The documentary premiered at Seattle's Translation Transgender Film Festival in 2016, followed by screenings at the Hong Kong Lesbian and Gay Film Festival and Jakarta Queer Film Festival.

Synopsis

What is it that makes Chinese men mostly invisible and de-sexualised in the West? Why, by contrast, are Chinese women nearly always seen as desirable and objectified sexually?  Zoe has grappled with this question in her work as an actor on stage and in her private life.  Pre-transitioning, as a Chinese man living in the West he often passes unnoticed, but as a Chinese woman, Zoe attracts the male gaze and feels empowered. Is she subverting the power she feels as a woman because she was once a man?

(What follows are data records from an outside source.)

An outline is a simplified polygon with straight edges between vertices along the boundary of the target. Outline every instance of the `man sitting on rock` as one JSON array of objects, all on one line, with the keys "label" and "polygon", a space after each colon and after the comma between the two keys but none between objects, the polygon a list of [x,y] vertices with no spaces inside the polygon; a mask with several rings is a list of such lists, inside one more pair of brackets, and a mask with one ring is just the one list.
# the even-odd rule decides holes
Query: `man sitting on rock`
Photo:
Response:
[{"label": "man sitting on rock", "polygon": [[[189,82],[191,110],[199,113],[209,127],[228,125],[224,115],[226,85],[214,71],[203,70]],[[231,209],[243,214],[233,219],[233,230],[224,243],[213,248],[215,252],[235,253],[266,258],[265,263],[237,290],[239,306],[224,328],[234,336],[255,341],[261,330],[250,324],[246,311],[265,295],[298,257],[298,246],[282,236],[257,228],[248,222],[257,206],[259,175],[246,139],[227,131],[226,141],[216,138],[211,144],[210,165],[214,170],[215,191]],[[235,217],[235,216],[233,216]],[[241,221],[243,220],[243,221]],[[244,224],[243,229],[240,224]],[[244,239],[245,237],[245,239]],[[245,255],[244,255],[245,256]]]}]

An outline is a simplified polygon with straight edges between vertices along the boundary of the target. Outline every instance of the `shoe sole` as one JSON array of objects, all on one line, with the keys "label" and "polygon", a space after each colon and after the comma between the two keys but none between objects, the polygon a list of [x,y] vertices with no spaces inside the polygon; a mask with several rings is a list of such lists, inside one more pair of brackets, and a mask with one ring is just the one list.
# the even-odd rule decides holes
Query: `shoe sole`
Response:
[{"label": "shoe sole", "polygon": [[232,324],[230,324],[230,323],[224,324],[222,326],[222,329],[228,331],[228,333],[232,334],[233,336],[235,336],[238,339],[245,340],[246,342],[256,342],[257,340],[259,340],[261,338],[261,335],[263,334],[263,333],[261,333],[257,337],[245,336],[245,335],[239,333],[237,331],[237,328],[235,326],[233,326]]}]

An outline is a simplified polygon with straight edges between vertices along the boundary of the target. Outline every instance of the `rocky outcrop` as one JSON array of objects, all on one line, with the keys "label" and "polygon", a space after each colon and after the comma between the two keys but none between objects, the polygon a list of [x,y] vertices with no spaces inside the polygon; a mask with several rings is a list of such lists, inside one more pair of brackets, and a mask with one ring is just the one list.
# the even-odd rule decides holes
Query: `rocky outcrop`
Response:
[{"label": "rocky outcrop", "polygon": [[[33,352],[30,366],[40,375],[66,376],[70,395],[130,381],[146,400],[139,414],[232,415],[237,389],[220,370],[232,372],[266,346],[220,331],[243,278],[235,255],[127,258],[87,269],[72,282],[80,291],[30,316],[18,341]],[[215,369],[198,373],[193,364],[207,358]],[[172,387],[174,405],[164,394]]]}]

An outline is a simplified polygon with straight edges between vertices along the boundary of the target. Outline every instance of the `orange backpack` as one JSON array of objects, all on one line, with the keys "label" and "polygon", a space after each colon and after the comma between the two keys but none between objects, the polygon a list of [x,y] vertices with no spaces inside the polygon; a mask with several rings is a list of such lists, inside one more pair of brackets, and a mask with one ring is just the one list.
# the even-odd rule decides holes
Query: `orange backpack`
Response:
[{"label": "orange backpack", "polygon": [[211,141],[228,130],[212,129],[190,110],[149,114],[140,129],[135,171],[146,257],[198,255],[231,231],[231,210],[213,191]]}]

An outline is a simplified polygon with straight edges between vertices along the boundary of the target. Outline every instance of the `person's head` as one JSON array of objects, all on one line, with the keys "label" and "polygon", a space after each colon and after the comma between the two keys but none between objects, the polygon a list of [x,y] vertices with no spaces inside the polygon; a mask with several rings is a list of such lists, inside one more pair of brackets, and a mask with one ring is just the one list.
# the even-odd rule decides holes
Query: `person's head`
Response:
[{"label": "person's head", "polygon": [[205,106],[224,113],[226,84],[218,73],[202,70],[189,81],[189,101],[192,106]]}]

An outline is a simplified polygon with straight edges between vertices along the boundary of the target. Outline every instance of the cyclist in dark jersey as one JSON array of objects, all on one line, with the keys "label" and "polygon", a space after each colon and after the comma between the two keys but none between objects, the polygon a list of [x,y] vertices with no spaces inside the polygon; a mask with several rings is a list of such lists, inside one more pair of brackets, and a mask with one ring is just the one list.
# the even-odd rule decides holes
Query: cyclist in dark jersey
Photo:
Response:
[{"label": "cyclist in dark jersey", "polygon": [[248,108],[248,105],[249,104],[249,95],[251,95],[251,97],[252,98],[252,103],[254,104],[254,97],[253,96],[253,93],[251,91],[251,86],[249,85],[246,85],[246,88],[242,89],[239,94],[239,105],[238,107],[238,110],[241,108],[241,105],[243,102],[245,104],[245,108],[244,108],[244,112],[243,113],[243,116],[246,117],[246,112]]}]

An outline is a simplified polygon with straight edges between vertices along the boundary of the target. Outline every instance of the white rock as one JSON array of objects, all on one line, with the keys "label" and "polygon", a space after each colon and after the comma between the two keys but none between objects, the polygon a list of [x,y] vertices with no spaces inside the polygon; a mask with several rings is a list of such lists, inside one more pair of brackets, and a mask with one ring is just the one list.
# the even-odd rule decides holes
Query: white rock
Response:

Deconstructing Zoe is a vivid and intimate portrait of a transgender actor. It is an exploration of gender, race, sexuality and identity, seen through Zoe's eyes. We trace the journey from boyhood in a small town in Malaysia to the West-end stage via the trans scene of London. 

Interviews are interwoven with performances from Zoe’s semi-auto biographical play “An Occasional Orchid”.  The performance pieces echo the experience of a transgendered person, who Zoe says often live a twilight existence.  The orchid is also a metaphor for how Asian women are seen to be exotic, beautiful and desirable in the West.

Deconstructing Zoe has an important message to us all, that gender is not fixed or binary, but for some is a spectrum and that at any one time we can be gender”queer”, indefinable and sexually fluid.